From the moment a girl reaches puberty, her eggs begin maturing and gradually losing quality.
Genetic researchers at the Hebrew University of Jerusalem helped discover a biological switch that delays egg aging without losing egg quality – in worms.
They’re hopeful this breakthrough may lead to a way for women to extend their fertility windows and maintain high egg quality into their 30s and 40s.
Hebrew University scientists Yonatan Tzur and Hanna Achache, along with Tzur’s lab team and an associate at Harvard Medical School, studied egg maturation in C. elegans (roundworms) and published their findings in the scientific journal Genetics.
They chose these tiny worms because they have been helpful in shedding light on human genetics. Roundworms contain the same number of genes as humans do and their eggs mature in about one day.

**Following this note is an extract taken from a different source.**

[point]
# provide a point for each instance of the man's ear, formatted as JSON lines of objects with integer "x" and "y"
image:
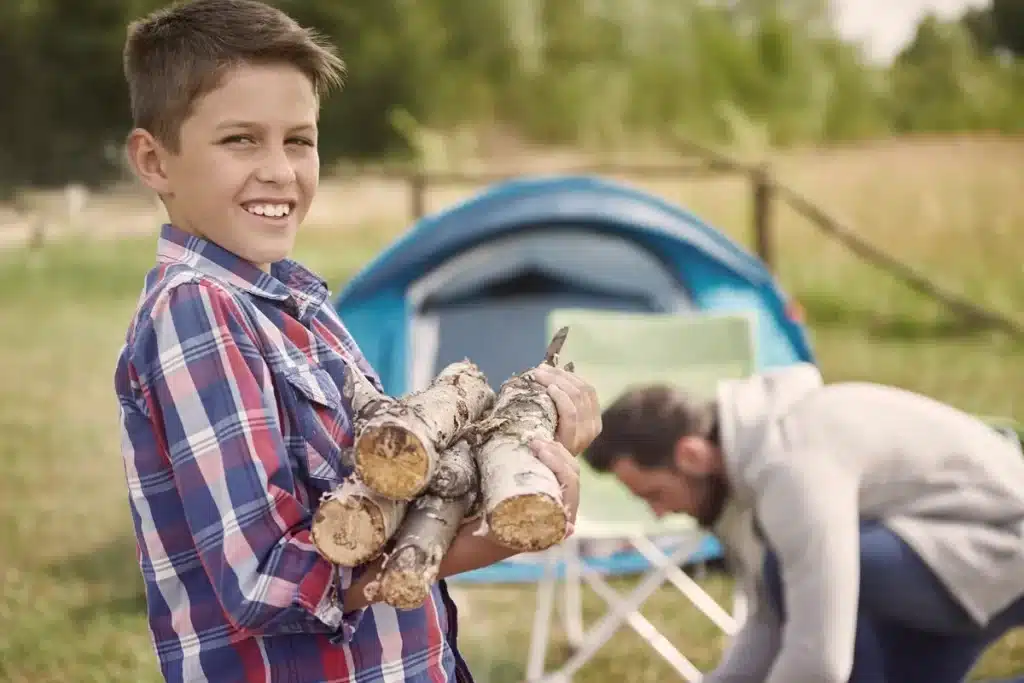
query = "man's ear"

Tzur and his team monitored the changes in each of the worm’s 20,000 genes during egg formation and were able to pinpoint an exact gene (ogr-2) that controls the rhythm of egg maturation. Delving further, the team studied MAP Kinase (“MAPK”), the biochemical switch that turns egg development on and off.
When they removed the ogr-2 gene with CRISPR gene-editing technology, MAPK went into overdrive and the worms’ eggs aged very quickly.
“We tested the gene’s role by removing it from the worm’s gene sequence. Instantly, these ‘edited’ worms became less fertile and their eggs more closely resembled those of an older worm,” said Tzur.
These findings are significant because aging egg cells are the main cause of birth defects, miscarriages and infertility. As human eggs age, abnormalities develop.
While in-vitro fertilization (IVF) allows doctors to select the best eggs, women above the age of 35 have less chance of producing a healthy baby with their own eggs. For women 42 and older, those chances are close to zero.
These statistics, along with the fact that the average age of first-time mothers in the Western world is increasing sharply, means finding the key to slowing down egg maturation is crucial and has spurred scientists like Tzur to discover the mechanisms that control ovarian development and oocyte aging.
Though still in its early stages, the discovery could have two possible applications for humans. One is to gently increase the equivalent of ogr-2 in girls via a food additive. This may allow girls to maintain the high quality of young eggs until they’re ready to use them.
Another potential tactic would be to suppress MAPK during IVF cycles. This would help older eggs complete their development and improve women’s chances of having a healthy baby as they get older.